Visiting a new restaurant could be a coin toss between an afternoon of unhappy taste buds, or a new place to show everyone you know. 

By definition, an adventure always involves risk. To be an adventurer, you must be open to new ideas, even if they may appear unattractive. 

Always accept the gamble. 

Smile now, smile harder later 

As stated by Murphy’s law, anything that can go wrong will go wrong. 

While I was sweating my heart out scaling that mountain, two things were on my mind: I’m going to die, and, hey, if something terrible happens, at least I’ll have a story for later. 

Adventures are filled with discomfort. Things will go wrong, and the best way to combat the discomfort is to embrace it. Laugh at the crummy hotel or tent you are sleeping in. Smile that you at least had the balls to try a computer science class while all your fellow psychology colleagues continued sticking to humanities. Shrug off the fact you are running late to the concert because “the first hour is usually spent waiting either way.” 

Keeping a positive attitude in uncertainty is vital to being an adventurer. Unless it’s truly a life-or-death situation, relax and remember that it usually will make a cool story once you are out of it. 

Keep a journal for the time travel 

Socrates said it best: an unreflected life is not a life worth living.

One of the few ways I was able to describe that “sublime” feeling vividly in the intro was because I wrote it down at the top of that mountain. 

Half the part of having an adventure is being able to tell the story. In “The Hobbit,” the only way Bilbo can show his son the entire journey is by writing it down. Real life stories are similar. 

See, memory is an awkward part of the mind; after enough time passes, we often can’t seem to recall the simplest things from past days. An easy remedy to this is to write it down. Keep a journal and record what’s going on every day. After some time, you will amount entries in dates you can barely remember. 

That’s where the magic of journaling lies: rediscovering old memories, thoughts and stories. It’s almost like this form of time travel, allowing you to “visit” past versions of yourself and play out one-sided conversations. 

That’s how you find your stories — you don’t have to travel to Middle Earth to slay a dragon or participate in a bank heist. Oftentimes in life, we discover the best adventures months or years after they happened. 

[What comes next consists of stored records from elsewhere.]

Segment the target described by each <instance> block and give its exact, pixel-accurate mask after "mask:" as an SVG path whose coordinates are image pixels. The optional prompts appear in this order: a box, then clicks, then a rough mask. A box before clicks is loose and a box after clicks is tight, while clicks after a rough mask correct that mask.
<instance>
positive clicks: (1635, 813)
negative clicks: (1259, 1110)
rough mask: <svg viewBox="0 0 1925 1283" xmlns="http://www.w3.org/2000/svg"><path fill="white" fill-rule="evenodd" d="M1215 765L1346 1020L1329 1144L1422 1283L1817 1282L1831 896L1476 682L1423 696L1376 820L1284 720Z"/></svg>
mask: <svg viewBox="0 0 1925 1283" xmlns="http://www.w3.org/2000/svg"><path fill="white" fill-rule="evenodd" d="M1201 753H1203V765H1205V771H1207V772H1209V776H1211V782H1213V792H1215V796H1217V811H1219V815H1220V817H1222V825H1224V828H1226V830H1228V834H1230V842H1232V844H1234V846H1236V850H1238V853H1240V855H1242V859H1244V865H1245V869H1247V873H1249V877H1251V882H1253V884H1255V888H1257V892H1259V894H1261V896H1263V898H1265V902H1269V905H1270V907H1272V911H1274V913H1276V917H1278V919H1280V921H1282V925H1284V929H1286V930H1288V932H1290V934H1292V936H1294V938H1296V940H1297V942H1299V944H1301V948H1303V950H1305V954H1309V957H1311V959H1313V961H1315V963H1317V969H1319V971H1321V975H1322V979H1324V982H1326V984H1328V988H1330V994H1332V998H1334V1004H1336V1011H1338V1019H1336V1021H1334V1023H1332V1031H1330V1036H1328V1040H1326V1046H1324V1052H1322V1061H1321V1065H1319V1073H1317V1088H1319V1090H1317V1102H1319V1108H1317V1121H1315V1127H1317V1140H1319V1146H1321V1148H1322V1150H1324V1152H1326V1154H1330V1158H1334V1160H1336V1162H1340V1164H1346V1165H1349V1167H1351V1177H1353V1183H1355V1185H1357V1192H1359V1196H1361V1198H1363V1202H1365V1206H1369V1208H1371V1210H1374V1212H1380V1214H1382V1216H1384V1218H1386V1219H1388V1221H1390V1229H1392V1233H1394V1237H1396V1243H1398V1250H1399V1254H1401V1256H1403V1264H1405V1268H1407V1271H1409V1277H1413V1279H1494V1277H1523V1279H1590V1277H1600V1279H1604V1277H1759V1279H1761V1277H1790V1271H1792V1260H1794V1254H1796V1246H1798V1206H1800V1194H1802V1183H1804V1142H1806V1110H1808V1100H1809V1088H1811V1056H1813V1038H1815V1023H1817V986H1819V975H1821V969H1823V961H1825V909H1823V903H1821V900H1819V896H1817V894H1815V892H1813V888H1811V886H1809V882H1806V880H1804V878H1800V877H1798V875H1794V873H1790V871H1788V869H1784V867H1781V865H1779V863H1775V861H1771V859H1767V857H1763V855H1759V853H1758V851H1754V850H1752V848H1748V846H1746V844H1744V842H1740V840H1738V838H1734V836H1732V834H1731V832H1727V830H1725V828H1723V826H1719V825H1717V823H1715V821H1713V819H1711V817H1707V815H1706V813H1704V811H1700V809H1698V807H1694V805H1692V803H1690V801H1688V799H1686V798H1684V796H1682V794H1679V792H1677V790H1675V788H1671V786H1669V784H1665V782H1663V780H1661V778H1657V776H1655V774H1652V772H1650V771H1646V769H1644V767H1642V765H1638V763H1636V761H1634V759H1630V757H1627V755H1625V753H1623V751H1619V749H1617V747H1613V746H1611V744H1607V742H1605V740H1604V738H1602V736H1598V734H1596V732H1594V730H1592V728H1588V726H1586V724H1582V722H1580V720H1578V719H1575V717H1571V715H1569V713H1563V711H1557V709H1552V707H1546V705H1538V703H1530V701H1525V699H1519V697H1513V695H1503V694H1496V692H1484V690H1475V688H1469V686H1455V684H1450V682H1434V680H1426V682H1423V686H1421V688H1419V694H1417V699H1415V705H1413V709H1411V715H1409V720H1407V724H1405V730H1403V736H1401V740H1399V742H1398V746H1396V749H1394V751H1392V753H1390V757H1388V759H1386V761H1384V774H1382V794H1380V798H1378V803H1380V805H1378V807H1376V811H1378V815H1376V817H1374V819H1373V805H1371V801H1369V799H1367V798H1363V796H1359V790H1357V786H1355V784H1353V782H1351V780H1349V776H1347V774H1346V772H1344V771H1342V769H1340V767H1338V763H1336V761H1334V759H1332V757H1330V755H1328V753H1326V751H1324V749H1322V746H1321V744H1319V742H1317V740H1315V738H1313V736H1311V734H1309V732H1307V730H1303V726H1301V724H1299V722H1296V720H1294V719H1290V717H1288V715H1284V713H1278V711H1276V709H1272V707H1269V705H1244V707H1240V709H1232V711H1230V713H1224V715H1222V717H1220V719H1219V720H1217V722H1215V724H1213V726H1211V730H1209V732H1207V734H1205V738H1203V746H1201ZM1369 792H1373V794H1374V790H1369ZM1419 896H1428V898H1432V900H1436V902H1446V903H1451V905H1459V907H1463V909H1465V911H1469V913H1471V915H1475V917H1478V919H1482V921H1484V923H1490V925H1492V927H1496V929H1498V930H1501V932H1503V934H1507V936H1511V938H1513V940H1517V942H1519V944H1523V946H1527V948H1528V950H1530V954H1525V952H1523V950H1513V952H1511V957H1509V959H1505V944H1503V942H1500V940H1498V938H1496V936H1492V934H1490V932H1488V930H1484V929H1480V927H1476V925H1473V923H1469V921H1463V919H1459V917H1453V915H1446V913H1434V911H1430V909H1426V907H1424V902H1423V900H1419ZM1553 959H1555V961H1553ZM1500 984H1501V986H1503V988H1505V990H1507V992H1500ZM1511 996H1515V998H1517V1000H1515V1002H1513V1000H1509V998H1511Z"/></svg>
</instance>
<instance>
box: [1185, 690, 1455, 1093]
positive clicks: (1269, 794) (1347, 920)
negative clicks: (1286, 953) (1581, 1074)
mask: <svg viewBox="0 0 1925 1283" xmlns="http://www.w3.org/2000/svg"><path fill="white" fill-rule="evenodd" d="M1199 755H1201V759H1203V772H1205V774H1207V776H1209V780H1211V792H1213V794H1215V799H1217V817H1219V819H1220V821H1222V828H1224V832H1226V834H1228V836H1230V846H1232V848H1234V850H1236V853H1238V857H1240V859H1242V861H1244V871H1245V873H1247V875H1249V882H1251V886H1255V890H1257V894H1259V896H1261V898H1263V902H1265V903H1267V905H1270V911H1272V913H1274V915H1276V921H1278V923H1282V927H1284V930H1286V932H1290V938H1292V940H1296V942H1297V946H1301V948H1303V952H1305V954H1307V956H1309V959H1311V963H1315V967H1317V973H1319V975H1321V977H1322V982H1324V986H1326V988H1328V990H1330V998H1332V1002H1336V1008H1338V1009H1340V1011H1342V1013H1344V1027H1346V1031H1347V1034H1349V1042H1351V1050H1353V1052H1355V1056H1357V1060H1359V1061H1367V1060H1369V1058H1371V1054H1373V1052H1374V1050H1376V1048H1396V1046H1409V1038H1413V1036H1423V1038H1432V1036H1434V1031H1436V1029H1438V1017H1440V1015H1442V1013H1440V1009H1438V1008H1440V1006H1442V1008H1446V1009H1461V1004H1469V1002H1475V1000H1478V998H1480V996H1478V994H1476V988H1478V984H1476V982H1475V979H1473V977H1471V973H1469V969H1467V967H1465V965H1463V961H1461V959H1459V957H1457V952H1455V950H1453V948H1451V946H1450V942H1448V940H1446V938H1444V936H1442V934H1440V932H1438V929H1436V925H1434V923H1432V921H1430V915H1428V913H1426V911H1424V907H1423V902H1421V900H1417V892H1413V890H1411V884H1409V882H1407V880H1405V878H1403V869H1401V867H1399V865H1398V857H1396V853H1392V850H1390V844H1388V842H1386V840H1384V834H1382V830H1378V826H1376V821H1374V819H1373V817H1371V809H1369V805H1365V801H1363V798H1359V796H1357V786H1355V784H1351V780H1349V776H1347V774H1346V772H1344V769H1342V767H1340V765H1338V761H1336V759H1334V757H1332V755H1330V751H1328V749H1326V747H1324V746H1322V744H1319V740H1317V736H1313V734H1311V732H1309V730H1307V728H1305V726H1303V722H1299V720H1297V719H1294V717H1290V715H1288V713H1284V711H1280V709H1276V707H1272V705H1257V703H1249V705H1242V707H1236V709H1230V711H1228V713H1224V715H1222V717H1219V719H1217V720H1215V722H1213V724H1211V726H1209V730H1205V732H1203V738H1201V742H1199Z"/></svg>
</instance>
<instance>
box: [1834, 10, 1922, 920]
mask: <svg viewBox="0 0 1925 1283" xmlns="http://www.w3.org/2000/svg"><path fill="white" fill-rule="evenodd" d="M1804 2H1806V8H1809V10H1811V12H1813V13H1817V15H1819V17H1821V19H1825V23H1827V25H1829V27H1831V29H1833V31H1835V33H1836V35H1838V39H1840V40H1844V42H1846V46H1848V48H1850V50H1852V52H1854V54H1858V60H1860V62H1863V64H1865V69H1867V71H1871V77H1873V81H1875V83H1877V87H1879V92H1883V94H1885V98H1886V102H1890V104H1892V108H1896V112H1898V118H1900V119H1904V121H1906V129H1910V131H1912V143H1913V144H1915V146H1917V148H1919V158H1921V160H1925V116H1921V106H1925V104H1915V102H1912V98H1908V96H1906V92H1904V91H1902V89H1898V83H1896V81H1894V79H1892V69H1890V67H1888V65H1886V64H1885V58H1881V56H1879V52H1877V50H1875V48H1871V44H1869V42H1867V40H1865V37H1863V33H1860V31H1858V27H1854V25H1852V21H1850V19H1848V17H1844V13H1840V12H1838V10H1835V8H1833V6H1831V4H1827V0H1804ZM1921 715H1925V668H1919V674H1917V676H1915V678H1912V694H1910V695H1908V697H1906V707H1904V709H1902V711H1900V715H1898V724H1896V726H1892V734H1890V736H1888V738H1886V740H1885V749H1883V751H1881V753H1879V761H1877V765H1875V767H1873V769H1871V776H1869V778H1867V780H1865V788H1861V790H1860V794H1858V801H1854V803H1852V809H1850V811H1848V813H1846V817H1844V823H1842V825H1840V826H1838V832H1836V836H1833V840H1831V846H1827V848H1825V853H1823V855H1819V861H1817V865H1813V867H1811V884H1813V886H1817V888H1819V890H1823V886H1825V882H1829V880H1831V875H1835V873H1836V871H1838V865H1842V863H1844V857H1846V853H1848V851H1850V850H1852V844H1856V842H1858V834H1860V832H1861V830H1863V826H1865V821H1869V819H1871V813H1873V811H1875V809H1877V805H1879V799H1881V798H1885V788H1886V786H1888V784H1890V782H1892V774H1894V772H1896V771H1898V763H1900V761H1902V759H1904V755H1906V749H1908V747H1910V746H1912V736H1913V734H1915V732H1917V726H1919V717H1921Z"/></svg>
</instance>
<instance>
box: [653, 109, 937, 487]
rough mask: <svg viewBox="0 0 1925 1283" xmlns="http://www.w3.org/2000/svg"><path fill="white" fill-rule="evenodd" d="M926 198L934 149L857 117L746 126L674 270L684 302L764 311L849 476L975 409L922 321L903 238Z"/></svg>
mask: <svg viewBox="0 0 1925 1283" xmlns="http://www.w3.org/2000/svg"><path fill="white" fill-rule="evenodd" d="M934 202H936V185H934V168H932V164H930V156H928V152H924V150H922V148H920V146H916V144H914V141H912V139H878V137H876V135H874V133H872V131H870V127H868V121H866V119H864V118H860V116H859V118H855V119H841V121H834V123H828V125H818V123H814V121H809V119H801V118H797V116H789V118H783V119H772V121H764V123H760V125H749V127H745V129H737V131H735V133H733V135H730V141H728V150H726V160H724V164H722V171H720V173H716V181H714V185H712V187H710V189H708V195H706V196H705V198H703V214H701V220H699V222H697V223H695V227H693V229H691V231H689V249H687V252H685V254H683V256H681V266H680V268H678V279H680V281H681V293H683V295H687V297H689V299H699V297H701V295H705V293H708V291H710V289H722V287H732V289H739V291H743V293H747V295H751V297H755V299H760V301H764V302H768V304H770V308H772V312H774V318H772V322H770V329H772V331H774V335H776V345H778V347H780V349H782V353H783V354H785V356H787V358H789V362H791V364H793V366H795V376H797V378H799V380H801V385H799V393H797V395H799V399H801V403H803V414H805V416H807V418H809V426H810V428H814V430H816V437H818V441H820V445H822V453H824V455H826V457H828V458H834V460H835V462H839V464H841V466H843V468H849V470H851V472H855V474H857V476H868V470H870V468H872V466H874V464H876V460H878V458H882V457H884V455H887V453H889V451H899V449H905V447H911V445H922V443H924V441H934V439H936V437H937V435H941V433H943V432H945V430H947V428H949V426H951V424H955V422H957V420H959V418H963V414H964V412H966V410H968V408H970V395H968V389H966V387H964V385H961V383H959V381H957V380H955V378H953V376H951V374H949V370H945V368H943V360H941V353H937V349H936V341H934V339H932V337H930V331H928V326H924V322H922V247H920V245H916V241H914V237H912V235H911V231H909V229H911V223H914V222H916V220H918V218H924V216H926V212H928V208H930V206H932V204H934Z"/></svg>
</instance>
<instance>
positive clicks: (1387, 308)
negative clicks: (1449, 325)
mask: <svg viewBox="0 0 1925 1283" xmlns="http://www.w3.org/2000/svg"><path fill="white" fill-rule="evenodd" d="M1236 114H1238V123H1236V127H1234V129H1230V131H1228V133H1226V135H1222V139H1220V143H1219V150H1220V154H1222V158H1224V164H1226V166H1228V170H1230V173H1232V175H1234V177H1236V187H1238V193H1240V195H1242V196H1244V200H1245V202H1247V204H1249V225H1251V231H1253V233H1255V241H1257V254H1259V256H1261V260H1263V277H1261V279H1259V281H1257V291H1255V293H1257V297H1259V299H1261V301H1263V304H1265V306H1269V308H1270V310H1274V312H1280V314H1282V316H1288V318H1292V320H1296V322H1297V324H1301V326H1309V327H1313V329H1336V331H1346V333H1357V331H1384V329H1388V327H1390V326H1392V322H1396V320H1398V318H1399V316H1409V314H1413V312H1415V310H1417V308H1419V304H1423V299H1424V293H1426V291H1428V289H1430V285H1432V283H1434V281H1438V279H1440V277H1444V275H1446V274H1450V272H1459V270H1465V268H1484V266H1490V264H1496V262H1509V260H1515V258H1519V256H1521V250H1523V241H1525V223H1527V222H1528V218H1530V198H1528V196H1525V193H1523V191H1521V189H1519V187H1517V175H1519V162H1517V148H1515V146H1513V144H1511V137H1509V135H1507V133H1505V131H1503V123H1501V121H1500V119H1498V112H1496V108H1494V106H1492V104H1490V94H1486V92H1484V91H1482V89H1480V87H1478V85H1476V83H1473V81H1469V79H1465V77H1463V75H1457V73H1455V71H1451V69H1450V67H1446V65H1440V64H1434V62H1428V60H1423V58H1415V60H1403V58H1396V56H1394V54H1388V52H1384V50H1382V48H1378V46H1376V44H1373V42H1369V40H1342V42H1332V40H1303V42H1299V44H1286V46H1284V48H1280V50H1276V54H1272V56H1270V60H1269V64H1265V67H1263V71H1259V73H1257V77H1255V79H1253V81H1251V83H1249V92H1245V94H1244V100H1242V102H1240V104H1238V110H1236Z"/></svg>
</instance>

But first, you have to write them down. So maybe try out some of these tips; they might surprise you. I know in the process of writing this I’ve randomly found myself in the mosh pits of emo concerts and drag shows at 2 a.m., meeting all sorts of diverse people from niche places like bus stops, elevators and carpools and three months into learning programming alongside my liberal arts degree. 

Safe to say, life becomes pretty interesting when you find yourself chasing the sublime.